And guess what, these problems are hard for me.
- Should I spend more time on hard ones before giving up?
- Should I memorise solutions by heart to get techniques?
- What could I do if I get stuck?
I am afraid there is no easy answer to questions like this. Hard work and innate ability are both ingredients, but nobody will be able to tell you how hard you have to work to solve a problem, or how difficult a problem you will be able to solve on your own (and after all, there is a limit, because you only live so long).
Memorisation can help, but many (most?) successful problem solvers do not memorise very much. Practice is ten times as important as memorisation. And figuring out how to solve a problem on your own is ten times as valuable as looking up a solution. But sometimes it will take you more than ten times as long to discover the solution on your own, and you are only human. We all look up a solution from time to time. But you should try as hard as you can to make it an exception rather than a rule.
There are some general rules, but trying to be too precise misses the point. There is no general algorithm for problem solving. People mostly just learn by doing. You find tricks you like, and you try applying them to new problems you find. Sometimes the trick is good and you keep it around. Richard Feynman famously got a reputation for doing hard integrals, when on many occasions he was just applying a trick nobody else knew about. Some tricks are so well-known to be useful we put them in books and teach classes about them.
I'll be honest with you and say that the only thing that jumps out at me when I look at that fraction is "difference of two squares". The thinking part of my brain wants to say something like "I have no idea how to add up a bunch of square roots, so I had better find some way to express $n-\sqrt{n^2-1}$ as a square of something".
Difference of two squares tells me $n^2-1 = (n+1)(n-1)$. Maybe that's useful maybe it isn't. It's not a square, which sucks. What would a square look like? Well $(\sqrt{n}+X)^2 = n+2\sqrt{n}X + X^2$. I picked $\sqrt{n}$ so I'd get an $n$ term there. Another thing I noticed is that $(n+1) + (n-1) = 2n$. In fact that $\sqrt{n}$ is reminding me of something I've seen before.
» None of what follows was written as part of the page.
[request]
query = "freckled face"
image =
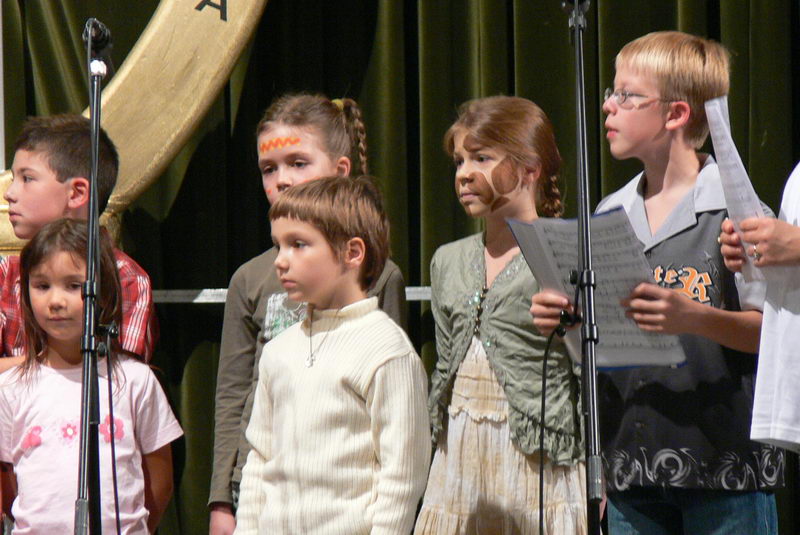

If you add two square roots and square it, the "square-root-ness" goes down. What do I mean? This identity:
$$(\sqrt{a}+\sqrt{b})^2 = a+b + 2\sqrt{ab}$$
You use this sometimes if you want to solve an equation like $\sqrt{x+1} + \sqrt{x} = 1$. Anyway in this case we can pattern match a bit and say "I want to make $ab$ like $n^2-1$". Well what about $a=n-1$ and $b=n+1$. Well then $a+b=2n$. Oh, we're done:
$$n+\sqrt{n^2-1} = (\sqrt{n-1}+\sqrt{n+1})^2/2$$
Wait! I misread the question! There's actually a minus sign, but... the minus sign doesn't make a difference. We're done! The sum telescopes so you can work out the rest easily.
There isn't a magic formula that will tell you how to do this. You just figure it out by practicing a lot. Most people can do this sort of problem if they work at it. You probably have a limit, but it's also probably higher than you think it is. There are words like "generalisation" and "abstraction" that people could use to document what was going through my head when I solved this problem. But it's not really how you learn to solve the problem. You learn by doing, and by association.
Addendum: There really is no algorithm
I noticed this while proof reading my answer, and I couldn't resist pointing it out. I gave an example earlier of an equation $\sqrt{x+1} + \sqrt{x} = 1$. I promise I picked it randomly. People sometimes try to teach you that there are simplifications you should always do. Rationalising the denominator is one (you used it in your question). But this is a good example where you should do the exact opposite! By "un-rationalisting the denominator", you get:
$$\frac{1}{\sqrt{x+1} - \sqrt{x}} = 1 \implies \sqrt{x+1}-\sqrt{x} = 1$$
and not much more work is needed to get a solution. Much easier than repeated squaring!